Die Verbindung wurde 2013 noch einmal intensiviert. Damals wurde die Hochschulambulanz für Plastische und Ästhetische, Hand- und Wiederherstellungschirurgie in St. Josef etabliert. Die Kooperation fußt auf einer personellen Besonderheit: 2012 wurde Prof. Dr. Dr. Lukas Prantl Direktor der Klinik für Plastische und Ästhetische, Hand- und Wiederherstellungschirurgie am Caritas-Krankenhaus St. Josef. Bereits seit 2010 obliegt ihm die Professur für plastische Chirurgie an der Universität Regensburg sowie die Leitung des Hochschulzentrums für plastische- und ästhetische-, Hand- und Wiederherstellungschirurgie am Universitätsklinikum Regensburg. Ein weiterer Meilenstein in der Zusammenarbeit beider Häuser.
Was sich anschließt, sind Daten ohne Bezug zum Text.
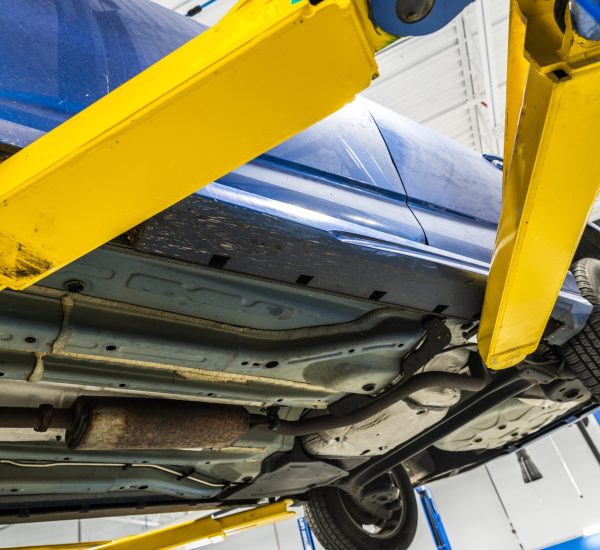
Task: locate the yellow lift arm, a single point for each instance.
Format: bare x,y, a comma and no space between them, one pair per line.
551,177
269,69
187,532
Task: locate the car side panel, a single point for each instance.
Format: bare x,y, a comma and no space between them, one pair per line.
455,193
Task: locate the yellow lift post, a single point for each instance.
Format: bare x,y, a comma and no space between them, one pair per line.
187,532
269,69
551,177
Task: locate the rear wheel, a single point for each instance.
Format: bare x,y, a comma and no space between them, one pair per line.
385,520
582,352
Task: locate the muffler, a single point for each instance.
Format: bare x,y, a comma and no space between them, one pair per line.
114,423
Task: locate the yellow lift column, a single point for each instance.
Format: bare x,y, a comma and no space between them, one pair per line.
551,177
268,70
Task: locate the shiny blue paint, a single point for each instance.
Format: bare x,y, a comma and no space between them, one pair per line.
367,176
582,543
434,520
442,12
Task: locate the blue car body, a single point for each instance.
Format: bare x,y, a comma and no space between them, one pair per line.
365,175
301,281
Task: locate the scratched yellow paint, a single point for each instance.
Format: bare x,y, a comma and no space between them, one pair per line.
268,70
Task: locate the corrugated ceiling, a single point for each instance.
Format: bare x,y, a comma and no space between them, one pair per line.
453,81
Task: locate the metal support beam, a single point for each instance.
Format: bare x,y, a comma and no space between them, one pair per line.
551,177
268,70
188,532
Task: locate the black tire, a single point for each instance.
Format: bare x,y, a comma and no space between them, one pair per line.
582,352
329,518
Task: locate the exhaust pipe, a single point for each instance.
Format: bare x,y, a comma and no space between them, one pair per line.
113,423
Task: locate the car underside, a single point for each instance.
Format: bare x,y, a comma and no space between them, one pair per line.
305,327
135,380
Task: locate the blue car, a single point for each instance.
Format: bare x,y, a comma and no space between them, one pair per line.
304,327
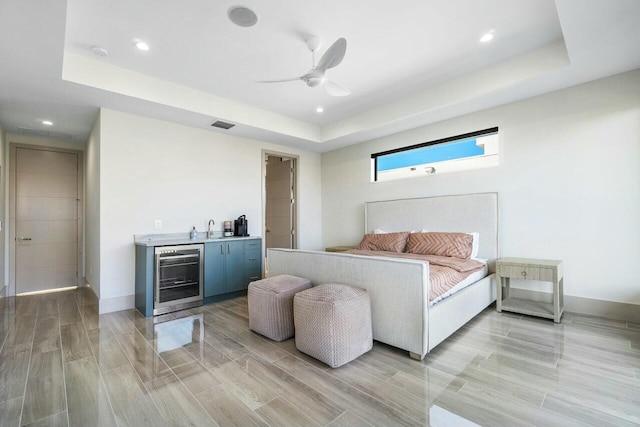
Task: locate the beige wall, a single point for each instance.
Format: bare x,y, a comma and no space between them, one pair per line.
568,183
92,209
151,169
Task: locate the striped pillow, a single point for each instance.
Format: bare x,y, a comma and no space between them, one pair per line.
390,242
457,245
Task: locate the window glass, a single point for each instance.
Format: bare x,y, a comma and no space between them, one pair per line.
459,153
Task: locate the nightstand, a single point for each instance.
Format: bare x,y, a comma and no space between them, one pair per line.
530,269
339,248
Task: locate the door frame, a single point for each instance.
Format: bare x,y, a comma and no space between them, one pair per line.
12,177
296,206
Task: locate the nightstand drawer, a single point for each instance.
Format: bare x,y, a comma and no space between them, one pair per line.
527,272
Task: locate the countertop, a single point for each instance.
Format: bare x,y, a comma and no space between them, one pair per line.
183,239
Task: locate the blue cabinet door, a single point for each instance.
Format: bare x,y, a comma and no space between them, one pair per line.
253,260
214,260
234,267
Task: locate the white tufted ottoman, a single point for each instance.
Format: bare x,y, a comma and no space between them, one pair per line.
271,305
333,323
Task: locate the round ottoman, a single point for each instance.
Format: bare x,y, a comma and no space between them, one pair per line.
271,305
333,323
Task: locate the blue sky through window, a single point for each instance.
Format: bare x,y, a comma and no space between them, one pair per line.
430,154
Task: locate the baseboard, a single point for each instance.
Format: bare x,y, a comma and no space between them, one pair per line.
588,306
108,305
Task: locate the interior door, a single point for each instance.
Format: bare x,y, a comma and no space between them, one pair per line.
279,203
46,220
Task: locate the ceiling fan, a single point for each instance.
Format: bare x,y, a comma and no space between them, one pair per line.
317,75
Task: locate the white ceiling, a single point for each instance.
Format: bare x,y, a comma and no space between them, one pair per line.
408,63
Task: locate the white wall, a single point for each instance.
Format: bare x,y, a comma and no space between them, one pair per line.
4,276
92,209
152,169
568,184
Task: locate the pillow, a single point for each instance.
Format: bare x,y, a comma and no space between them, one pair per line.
390,242
457,245
476,243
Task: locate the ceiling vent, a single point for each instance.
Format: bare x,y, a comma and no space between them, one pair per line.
44,133
222,125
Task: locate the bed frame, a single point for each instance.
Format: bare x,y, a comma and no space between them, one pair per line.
399,288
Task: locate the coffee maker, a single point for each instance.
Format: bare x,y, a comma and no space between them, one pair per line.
241,226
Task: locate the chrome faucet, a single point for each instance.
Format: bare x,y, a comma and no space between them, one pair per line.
209,229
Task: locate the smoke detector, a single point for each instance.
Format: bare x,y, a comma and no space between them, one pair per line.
242,16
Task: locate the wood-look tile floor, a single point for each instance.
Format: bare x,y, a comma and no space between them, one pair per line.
63,364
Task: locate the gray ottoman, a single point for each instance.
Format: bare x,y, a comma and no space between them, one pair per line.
271,305
333,323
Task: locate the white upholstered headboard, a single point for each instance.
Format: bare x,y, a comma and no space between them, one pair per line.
466,213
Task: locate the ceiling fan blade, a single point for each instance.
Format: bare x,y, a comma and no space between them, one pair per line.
333,56
334,89
280,81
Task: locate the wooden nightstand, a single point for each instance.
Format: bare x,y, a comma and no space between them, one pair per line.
530,269
339,248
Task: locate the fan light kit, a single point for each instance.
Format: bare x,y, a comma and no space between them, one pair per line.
317,75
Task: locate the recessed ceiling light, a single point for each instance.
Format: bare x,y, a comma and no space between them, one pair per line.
141,45
99,51
487,37
242,16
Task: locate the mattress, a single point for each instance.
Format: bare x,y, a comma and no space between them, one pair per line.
447,275
469,280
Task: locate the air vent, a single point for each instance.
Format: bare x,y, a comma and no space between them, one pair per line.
44,133
222,125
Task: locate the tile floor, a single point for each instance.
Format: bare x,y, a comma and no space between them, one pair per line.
63,364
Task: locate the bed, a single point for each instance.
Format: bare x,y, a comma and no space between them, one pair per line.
402,315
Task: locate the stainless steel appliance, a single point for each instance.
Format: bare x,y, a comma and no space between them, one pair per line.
178,278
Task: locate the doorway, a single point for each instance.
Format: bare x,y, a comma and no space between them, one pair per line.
46,218
280,201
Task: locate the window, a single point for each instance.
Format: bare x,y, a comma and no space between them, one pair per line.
474,150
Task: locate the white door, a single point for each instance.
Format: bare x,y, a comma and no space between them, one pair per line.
279,200
46,220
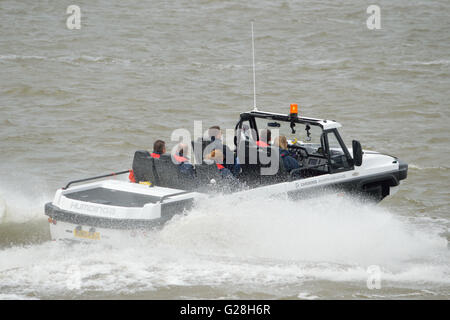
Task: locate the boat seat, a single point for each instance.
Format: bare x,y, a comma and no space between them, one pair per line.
168,174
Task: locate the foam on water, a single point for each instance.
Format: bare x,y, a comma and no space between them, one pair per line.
248,246
19,204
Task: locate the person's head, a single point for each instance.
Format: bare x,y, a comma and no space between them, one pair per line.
281,142
265,135
215,132
159,147
215,155
182,149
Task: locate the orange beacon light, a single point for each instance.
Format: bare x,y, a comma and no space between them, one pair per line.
294,110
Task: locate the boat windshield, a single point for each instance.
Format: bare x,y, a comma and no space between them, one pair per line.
310,138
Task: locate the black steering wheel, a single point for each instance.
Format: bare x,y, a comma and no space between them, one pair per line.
301,152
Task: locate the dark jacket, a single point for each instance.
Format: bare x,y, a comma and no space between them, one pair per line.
288,161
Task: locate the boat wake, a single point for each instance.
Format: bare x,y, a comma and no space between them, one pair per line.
273,247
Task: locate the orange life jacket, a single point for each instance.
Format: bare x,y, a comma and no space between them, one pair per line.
131,177
180,159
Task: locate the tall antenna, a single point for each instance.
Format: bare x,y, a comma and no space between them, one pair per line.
254,76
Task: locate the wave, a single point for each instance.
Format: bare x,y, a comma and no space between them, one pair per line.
240,245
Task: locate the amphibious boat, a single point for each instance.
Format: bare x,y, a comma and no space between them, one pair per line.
101,207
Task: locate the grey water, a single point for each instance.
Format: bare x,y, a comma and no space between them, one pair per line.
78,103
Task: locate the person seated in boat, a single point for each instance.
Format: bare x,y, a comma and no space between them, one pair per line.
217,157
264,138
181,158
216,143
289,161
159,148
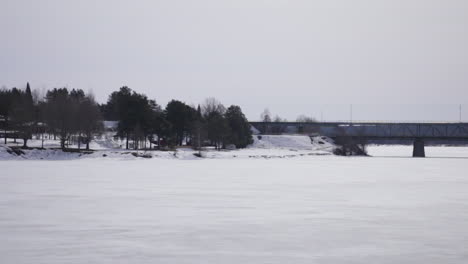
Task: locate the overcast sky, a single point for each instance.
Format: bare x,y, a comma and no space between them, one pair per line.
392,59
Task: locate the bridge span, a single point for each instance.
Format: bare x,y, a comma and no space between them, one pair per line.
376,132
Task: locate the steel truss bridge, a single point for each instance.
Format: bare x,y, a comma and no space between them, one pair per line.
379,132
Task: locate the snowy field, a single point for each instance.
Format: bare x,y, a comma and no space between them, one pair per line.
304,209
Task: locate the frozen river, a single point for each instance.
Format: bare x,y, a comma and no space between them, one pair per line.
317,209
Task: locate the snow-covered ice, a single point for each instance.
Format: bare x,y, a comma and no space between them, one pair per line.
306,209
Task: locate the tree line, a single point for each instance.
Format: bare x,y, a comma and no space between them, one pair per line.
142,123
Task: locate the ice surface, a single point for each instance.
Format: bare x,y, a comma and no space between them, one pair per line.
307,209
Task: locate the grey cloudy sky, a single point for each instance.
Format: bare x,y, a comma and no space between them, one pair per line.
295,57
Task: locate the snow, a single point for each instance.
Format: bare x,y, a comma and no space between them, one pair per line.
281,146
312,209
284,199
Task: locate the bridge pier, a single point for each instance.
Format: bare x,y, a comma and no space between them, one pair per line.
418,148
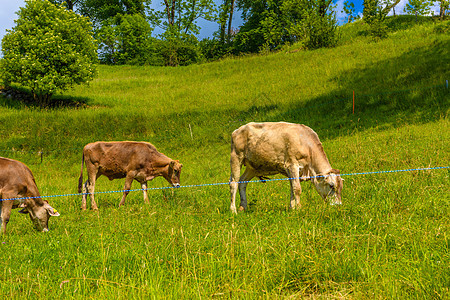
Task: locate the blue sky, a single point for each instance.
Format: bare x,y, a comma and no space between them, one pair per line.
9,7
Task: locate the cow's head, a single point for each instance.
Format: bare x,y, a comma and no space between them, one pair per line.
330,186
174,172
39,214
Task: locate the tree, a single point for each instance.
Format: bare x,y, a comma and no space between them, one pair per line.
226,11
179,17
272,23
126,39
349,10
420,7
374,14
443,6
377,9
49,49
69,4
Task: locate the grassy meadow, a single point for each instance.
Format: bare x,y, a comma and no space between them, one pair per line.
389,239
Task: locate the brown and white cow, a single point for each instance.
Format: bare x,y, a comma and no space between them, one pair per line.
292,150
17,181
138,161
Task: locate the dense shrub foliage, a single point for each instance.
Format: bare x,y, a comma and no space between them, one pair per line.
49,49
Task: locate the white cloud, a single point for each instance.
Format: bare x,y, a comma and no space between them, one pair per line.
340,15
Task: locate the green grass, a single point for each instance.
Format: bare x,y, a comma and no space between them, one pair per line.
389,239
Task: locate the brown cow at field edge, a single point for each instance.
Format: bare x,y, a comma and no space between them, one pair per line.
17,181
292,150
138,161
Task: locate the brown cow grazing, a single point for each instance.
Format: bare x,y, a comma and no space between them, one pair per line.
17,181
130,160
292,150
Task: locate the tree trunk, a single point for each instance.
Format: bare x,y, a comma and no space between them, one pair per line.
230,19
442,10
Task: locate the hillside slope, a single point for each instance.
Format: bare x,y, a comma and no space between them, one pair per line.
389,239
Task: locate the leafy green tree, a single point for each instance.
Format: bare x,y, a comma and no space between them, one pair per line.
69,4
374,14
126,39
349,10
444,6
179,17
99,11
272,23
420,7
49,49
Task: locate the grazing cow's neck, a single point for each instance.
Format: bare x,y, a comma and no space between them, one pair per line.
320,164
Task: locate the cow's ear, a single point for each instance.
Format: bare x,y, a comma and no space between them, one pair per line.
51,210
23,211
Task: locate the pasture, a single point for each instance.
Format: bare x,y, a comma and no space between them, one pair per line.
389,239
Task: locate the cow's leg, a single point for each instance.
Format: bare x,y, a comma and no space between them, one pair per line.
296,189
89,186
249,173
128,182
144,189
6,211
84,191
235,164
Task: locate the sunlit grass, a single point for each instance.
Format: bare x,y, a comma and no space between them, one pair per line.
387,240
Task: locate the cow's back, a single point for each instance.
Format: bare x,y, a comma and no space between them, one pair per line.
118,157
16,175
274,144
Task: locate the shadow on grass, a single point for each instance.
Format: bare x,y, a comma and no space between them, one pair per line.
17,98
389,94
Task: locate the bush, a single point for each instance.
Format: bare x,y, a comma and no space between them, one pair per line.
49,49
126,39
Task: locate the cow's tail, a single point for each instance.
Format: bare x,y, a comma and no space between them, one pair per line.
80,180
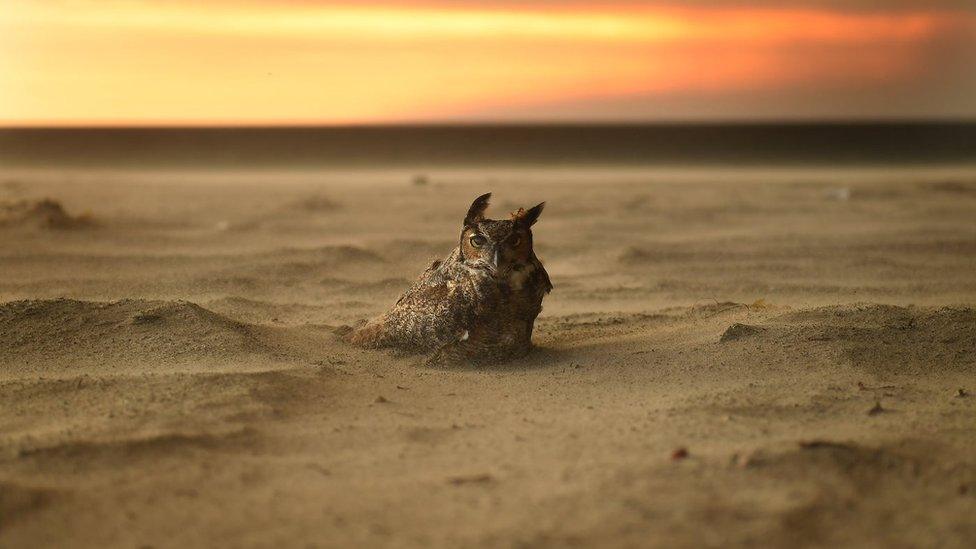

Nationaler Vorreiter in der Krebsmedizin

Den Wert der Zusammenarbeit über die letzten beiden Jahrzehnte hinweg betonte Prof. Dr. Oliver Kölbl, Vorstandsvorsitzender und Ärztlicher Direktor des Universitätsklinikums Regensburg (UKR), in einer Interviewrunde: „Es ist eine starke Partnerschaft, die nicht zuletzt auch in der engen Zusammenarbeit in unserem onkologischen Spitzenzentrum gipfelt. Diese Verzahnung ermöglicht es uns, auch die gynäkologischen und urologischen Patienten ganzheitlich auf höchstem medizinischen Niveau zu versorgen.“

Ein Beleg dafür ist die Krebsmedizin. Das gemeinsame Comprehensive Cancer Center Ostbayern (CCCO) ist inzwischen Teil des CCC-WERA. Der Verbund der vier Uniklinik-Standorte Würzburg, Erlangen, Regensburg und Augsburg, wurde vor wenigen Wochen zum nationalen Tumorzentrum (NCT) ernannt. Wie weit man sich auf diesem Gebiet den letzten 20 Jahren entwickelt hatte, machte auch Prof. Dr. Olaf Ortmann deutlich. Der Direktor der Klinik für Frauenheilkunden und Geburtshilfe und Lehrstuhlinhaber saß bei der Vertragsunterzeichnung 2003 mit am Tisch: „Es ist fundamental, wie sich St. Josef und die Kooperation in den letzten 20 Jahren entwickelt haben. Wir spielen im Bereich der Krebsmedizin in der nationalen Top-Liga. Das ist der Kooperation und dem Miteinander zu verdanken, das Universität, Universitätsklinikum und St. Josef seit 2003 leben!“

Prof. Dr. Udo Hebel, Präsident der Universität Regensburg machte den Wert der Kooperation für die Wissenschaft deutlich: „Das Caritas-Krankenhaus St. Josef bildet gemeinsam mit der Fakultät für Medizin der Universität Regensburg eine Brücke zwischen internationaler und innovativer Wissenschaft und qualitativ hoher sowie empathischer Patientenversorgung.“

Festrednerin Ulla Schmidt, von 2001 bis 2009 Bundesministerin für Gesundheit, lobte den Mut der damaligen Protagonisten und zeigte die Besonderheit der Vereinbarung auf, die für die Zukunft aller Kliniken bedeutend sei: „Das Universitätsklinikum Regensburg und das Caritas-Krankenhaus St. Josef haben in den 20 Jahren der Kooperation bewiesen, dass in einem harten Wettbewerbsumfeld nicht das Gegeneinander, sondern das Miteinander den Unterschied macht.“

Neben der ehemaligen Gesundheitsministerin nahm auch der damaligen Unterzeichner des Vertrags Prof. Dr. Alf Zimmer, der Lehrstuhlinhaber und Direktor der Klinik für Urologie, Prof. Dr. Maximilian Burger, Prof. Dr. Dr. Lukas Prantl sowie zahlreiche, geladene Gäste aus Kirche, Politik, Universität, Gesundheitswesen und Gesellschaft am Festakt teil. Die beiden Staatsminister Markus Blume und Klaus Holetschek, die nicht selbst vor Ort sein konnten, übermittelten in einem Videogruß die besten Wünsche und gratulierten zur erfolgreichen Kooperation.